From Malcolm Schofield’s Routlegde Online Encyclopedia article on Empedocles:

Empedocles, born in the Sicilian city of Acragas (modern Agrigento), was a major Greek philosopher of the Presocratic period. Numerous fragments survive from his two major works, poems in epic v erse known later in antiquity as On Nature and Purifications.

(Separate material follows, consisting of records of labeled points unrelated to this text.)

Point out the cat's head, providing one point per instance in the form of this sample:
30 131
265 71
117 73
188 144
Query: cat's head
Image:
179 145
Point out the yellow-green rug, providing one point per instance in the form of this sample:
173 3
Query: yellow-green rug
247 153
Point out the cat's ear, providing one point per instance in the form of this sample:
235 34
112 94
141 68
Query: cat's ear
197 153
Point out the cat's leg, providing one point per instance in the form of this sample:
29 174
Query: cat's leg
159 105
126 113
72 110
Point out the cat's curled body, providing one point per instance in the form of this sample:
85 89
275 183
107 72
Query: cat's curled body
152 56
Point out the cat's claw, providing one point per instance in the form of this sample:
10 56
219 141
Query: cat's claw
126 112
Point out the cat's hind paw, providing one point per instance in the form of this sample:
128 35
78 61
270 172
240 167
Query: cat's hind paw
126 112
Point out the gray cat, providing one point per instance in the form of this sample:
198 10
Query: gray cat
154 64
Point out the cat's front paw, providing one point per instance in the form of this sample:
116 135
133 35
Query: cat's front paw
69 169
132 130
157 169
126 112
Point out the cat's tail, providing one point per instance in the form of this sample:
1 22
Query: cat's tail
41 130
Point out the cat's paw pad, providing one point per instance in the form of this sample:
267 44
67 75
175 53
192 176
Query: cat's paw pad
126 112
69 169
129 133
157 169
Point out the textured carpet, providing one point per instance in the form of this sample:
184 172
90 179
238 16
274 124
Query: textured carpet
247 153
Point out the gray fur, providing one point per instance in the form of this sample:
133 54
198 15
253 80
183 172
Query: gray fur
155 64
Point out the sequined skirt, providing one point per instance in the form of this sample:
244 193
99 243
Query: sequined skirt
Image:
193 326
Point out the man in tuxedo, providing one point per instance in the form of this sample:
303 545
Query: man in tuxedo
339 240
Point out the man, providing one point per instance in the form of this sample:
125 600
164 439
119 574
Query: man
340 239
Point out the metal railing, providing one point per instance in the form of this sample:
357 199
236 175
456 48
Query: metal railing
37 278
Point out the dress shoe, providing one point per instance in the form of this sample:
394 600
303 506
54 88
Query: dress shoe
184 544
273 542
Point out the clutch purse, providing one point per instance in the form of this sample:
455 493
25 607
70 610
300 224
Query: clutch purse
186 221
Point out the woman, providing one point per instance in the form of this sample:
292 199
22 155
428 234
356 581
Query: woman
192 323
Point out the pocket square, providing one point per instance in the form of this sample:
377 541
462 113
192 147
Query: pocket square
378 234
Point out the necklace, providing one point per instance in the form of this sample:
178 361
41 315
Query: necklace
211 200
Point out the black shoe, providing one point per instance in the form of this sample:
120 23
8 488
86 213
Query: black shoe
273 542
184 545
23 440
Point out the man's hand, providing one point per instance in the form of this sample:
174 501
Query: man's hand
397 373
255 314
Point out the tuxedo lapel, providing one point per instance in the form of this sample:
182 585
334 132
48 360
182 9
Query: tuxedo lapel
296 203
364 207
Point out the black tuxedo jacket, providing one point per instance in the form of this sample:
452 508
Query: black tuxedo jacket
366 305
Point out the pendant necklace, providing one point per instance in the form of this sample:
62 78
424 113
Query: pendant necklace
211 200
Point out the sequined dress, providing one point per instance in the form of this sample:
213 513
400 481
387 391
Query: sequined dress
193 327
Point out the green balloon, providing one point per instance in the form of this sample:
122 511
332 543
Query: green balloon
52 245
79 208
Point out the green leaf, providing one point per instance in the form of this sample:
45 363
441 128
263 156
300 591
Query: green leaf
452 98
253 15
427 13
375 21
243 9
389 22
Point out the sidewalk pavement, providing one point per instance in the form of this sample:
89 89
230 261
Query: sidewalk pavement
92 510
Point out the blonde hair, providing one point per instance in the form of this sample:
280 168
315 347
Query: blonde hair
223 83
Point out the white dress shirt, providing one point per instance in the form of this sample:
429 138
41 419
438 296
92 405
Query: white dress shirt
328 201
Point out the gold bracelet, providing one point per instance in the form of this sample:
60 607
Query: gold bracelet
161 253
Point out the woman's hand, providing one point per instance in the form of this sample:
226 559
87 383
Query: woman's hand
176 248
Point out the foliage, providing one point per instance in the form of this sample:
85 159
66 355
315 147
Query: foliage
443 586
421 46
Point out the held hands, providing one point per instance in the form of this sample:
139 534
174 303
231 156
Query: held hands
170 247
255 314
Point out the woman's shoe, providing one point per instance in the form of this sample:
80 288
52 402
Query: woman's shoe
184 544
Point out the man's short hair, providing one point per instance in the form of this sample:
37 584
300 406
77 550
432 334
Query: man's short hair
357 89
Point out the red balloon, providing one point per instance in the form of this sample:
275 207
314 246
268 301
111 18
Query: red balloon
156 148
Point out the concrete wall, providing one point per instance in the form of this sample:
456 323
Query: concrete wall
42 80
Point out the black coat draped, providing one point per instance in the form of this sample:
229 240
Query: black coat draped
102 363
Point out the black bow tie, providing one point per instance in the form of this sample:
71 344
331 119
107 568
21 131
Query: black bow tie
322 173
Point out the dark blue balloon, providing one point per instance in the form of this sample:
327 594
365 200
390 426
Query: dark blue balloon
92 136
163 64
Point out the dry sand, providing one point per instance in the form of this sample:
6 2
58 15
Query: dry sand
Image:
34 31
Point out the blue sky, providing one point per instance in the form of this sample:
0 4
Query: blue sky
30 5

On Nature sets out a vision of reality as a theatre of ceaseless change, whose invariable pattern consists in the repetition of the two processes of harmonization into unity followed by dissolution into plurality. The force unifying the four elements from which all else is created – earth, air, fire and water – is called Love, and Strife is the force dissolving them once again into plurality. The cycle is most apparent in the rhythms of plant and animal life, but Empedocles’ main objective is to tell the history of the universe itself as an exemplification of the pattern.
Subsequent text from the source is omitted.